В городской детской больнице, куда привезли найденного в контейнере ребенка, никаких отклонений по здоровью у малыша не нашли. Рост 53 см, вес 3,570 кг. Нормальный хороший ребенок. Глазки светло-голубые, волосики на затылке тоже светленькие.
– Не от негра или таджика – уже хорошо, – высказалась сестра, отмывая ребенка в теплой купели.
При регистрации долго не думали, какую дать фамилию. Найдёнов. Вполне приличная фамилия. Имя? Тут надо подумать, чтобы и модное, и звучное, и подходило.
– Найдёнов Олег – годится? – посмотрела на всех молоденькая сестра.
– Почему – Олег? Потому что у тебя парень такой был? – спросила врач.
– Почему сразу – парень, и был? – зарделась сестра. – Просто хорошее русское имя.
– Мне нравится – Казимир, – сказала вторая сестра, совсем юная, вчерашняя студентка.
– Роди и назови, – сказала на это врач. – Найдёнов Казимир, то же самое, что Джек Портянкин. Думайте! Да и Найдёновых, Сироткиных, разных Подкидышевых накопилось – пруд пруди! Думайте!
– Недавно по телевизору художника показывали, он такие красивые картины рисует, – с восторгом выпалила молодая сестра.
– Ну, и к чему ты это? – остановила свой строгий взгляд врач на смутившейся вдруг сестре.
– Зовут его Никас. – После долгого общего молчания добавила: – Может, тоже художник будет.
– Будет ли он художником, мы не знаем, а портить жизнь человеку таким именем мы не станем. Назовем его просто Николай! Жуков Николай Алексеевич. Почему Жуков? Отвечаю: пусть будет похож на Маршала Победы. Ему в жизни это пригодится! Родился 13 октября 1975 года в городе Липецке Московской области. Родители… Родители – сволочи и преступники.
Найти родительницу милиции не удалось, да и искали они ее спустя рукава.
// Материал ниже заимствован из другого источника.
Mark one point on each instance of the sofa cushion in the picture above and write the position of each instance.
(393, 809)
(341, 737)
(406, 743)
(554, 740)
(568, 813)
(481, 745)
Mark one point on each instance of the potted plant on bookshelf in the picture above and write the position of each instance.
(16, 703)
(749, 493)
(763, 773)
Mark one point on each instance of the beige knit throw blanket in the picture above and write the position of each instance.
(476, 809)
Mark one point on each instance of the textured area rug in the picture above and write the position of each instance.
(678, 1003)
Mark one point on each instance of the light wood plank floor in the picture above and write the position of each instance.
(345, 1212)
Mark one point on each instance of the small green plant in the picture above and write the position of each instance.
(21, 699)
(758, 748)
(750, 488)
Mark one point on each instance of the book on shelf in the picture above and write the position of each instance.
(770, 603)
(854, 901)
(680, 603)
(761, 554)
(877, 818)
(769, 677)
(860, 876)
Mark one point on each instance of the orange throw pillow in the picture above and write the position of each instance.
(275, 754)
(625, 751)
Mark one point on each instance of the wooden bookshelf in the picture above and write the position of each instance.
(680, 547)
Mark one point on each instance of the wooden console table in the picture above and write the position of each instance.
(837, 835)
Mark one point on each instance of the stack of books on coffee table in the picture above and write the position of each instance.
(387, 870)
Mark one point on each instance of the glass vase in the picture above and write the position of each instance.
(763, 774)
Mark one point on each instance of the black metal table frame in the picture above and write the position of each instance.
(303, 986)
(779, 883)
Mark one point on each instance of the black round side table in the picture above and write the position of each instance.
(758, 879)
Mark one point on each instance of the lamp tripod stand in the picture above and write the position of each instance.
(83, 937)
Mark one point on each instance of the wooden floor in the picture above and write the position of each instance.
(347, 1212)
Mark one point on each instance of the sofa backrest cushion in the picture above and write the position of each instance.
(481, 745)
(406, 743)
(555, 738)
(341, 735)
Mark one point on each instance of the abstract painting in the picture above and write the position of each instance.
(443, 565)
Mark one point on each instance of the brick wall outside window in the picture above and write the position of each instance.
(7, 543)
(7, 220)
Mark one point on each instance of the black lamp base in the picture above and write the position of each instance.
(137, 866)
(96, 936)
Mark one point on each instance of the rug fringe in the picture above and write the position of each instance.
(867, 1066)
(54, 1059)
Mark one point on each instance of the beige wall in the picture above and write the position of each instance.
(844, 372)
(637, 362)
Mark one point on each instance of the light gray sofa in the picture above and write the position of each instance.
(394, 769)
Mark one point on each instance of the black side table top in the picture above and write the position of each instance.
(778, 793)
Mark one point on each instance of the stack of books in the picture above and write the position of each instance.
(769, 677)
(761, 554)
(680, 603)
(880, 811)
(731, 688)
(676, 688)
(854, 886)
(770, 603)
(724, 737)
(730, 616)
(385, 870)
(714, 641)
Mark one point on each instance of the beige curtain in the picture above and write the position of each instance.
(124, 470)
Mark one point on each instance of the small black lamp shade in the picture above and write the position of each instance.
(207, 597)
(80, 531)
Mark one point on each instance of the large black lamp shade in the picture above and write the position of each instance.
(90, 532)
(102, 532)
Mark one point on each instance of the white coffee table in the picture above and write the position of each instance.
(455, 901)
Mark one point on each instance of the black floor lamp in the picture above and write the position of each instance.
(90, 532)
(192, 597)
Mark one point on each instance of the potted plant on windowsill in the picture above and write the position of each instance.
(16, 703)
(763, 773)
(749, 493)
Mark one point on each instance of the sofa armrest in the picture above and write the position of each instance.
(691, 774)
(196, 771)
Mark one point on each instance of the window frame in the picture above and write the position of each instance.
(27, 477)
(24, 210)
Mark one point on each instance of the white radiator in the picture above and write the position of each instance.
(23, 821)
Опросили жителей ближайших домов, участковых, женские консультации двух районов и успокоились, полагая, что детский дом станет лучшим в жизни ребенка местом, где будет ему тепло и сухо, где вовремя накормят и спать уложат в постель с простынкой и одеяльцем. Только не приголубит его родная мама, не накормит молоком из груди, не поцелует в макушку сморенного сном младенца… Много чего не будет у него, что должно быть у каждого дитяти. Будут болезни, сострадание сердобольных нянечек, проклятия в адрес их матерей-кукушек, только не будет рядом той, самой родной и близкой, которая называется мамой.
В течение года пять раз выносили его на показ желающим усыновить. Но даже лучшая одежка по этому случаю и тщательно причесанные мягкие, как лен, волосенки не смогли тронуть сердца и души усыновителей. Трем парам не подошел по цвету глаз, одна пара нашла изъян в улыбке, вернее, в отсутствии таковой. Он смотрел на людей, стремящихся развеселить его, и ничем не выражал нужных им эмоций.
– Он какой-то… не такой, – помотала головой женщина и, резко повернувшись к врачу, представлявшему «товар», спросила: – Он нормальный?